I remembered her. She was very pretty and very young.

“Dead man is about forty-five, overweight, and looks a lot like Charles Laughton,” I said.

“He’s also rich,” she said. “Gives … gave her lots of stuff, you know?”

That explained a few things. Cunningham was seeing a girl in the show. Cunningham used a false name. Cunningham pretended he was wealthy. Now Cunningham was dead. The police were on the way. I wanted to find Gwen.

“Police will be here soon,” I said. “Stay here. You want company?”

The “yes” nod.

“I’ll send someone in.”

I went out the door. The pack was waiting for me. Jeremy was on the landing now, protecting the door of the dressing room where Phil was looking for whatever he could find.

I motioned for Jeremy. He pressed his way through the crowd on the narrow landing, and I told him to sit inside with Marie till the police came.

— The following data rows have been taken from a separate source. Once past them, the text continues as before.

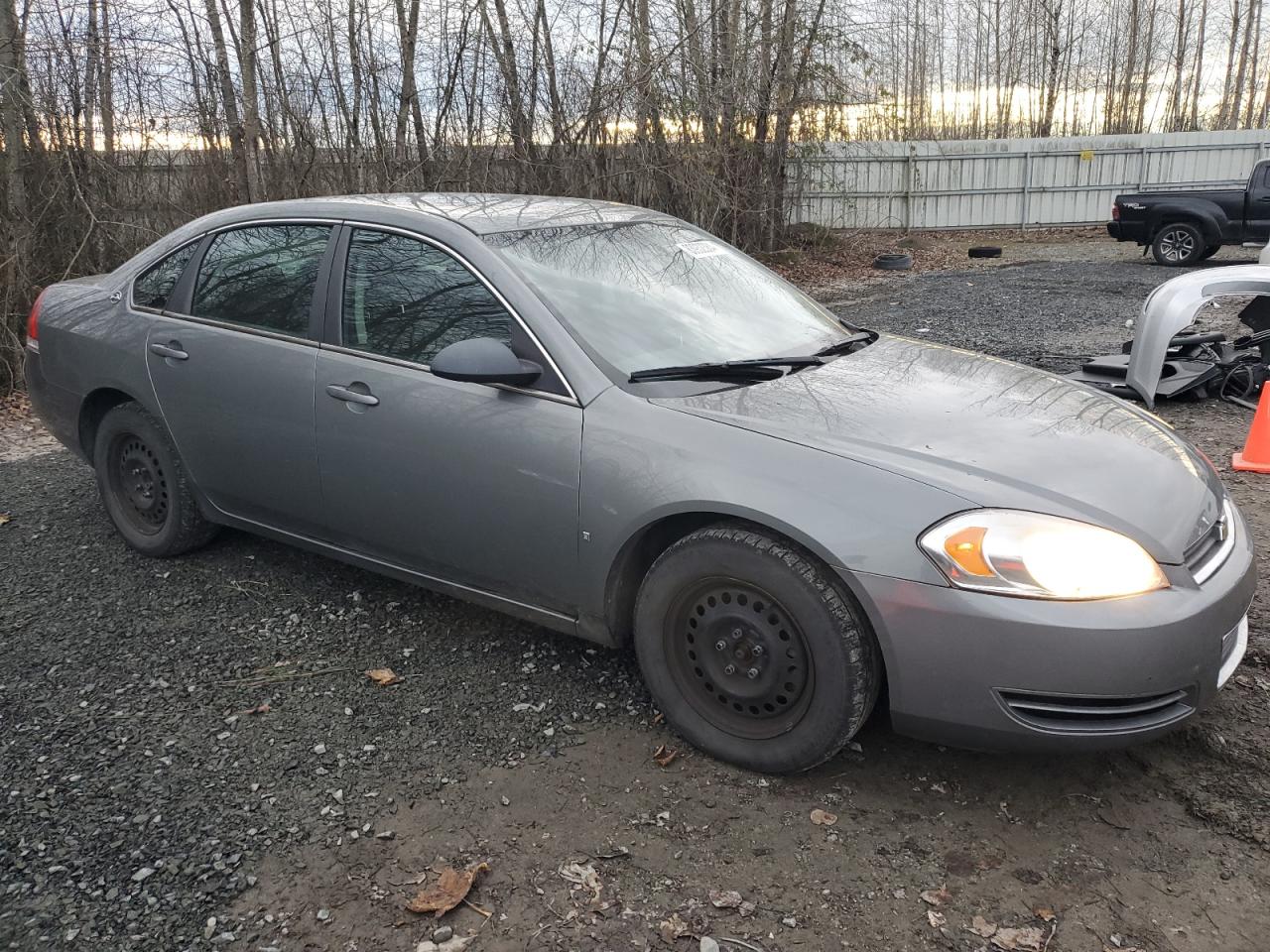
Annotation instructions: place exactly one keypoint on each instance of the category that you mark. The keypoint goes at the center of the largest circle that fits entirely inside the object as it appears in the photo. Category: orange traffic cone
(1256, 452)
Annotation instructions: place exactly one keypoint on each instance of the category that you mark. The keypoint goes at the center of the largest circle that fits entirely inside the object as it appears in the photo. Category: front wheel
(1179, 245)
(753, 652)
(144, 485)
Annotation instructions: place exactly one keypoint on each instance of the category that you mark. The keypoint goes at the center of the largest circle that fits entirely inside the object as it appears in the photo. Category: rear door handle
(352, 397)
(172, 350)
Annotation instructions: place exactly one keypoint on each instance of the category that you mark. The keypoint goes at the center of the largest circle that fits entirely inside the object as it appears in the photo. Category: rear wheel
(144, 486)
(753, 652)
(1179, 245)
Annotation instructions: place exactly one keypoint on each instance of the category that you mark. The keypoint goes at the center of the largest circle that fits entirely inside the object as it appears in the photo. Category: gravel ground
(191, 758)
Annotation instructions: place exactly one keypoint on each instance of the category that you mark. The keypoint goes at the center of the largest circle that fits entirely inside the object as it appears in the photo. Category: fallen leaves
(937, 897)
(449, 890)
(581, 875)
(1026, 939)
(665, 756)
(725, 898)
(982, 927)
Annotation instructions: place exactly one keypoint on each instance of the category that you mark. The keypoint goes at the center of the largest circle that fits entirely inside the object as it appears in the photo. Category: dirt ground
(148, 800)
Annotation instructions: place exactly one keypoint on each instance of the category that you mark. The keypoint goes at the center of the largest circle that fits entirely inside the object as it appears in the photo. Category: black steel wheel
(754, 651)
(739, 657)
(137, 481)
(144, 486)
(1179, 245)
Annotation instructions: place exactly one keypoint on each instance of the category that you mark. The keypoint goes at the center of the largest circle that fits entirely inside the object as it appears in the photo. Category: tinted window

He went through the door and I asked, “Which of you is Gwen?”

No one answered. People looked around at each other.

“The girl in the tiger costume?” I tried.

“Gone,” came a voice from the stage level below.

I looked over the railing and down at an old man with an open white shirt and a pair of wide suspenders.

“Gone? Where?”

“Out there,” said the man, pointing a pipe toward the stage door. “You went up the stairs,” he said, pointing the pipe at the stairs, “and she went flying out, running like a banshee was snapping at her heels.” He was pointing toward the stage door again.

On cue, the stage door opened and two uniformed cops came in.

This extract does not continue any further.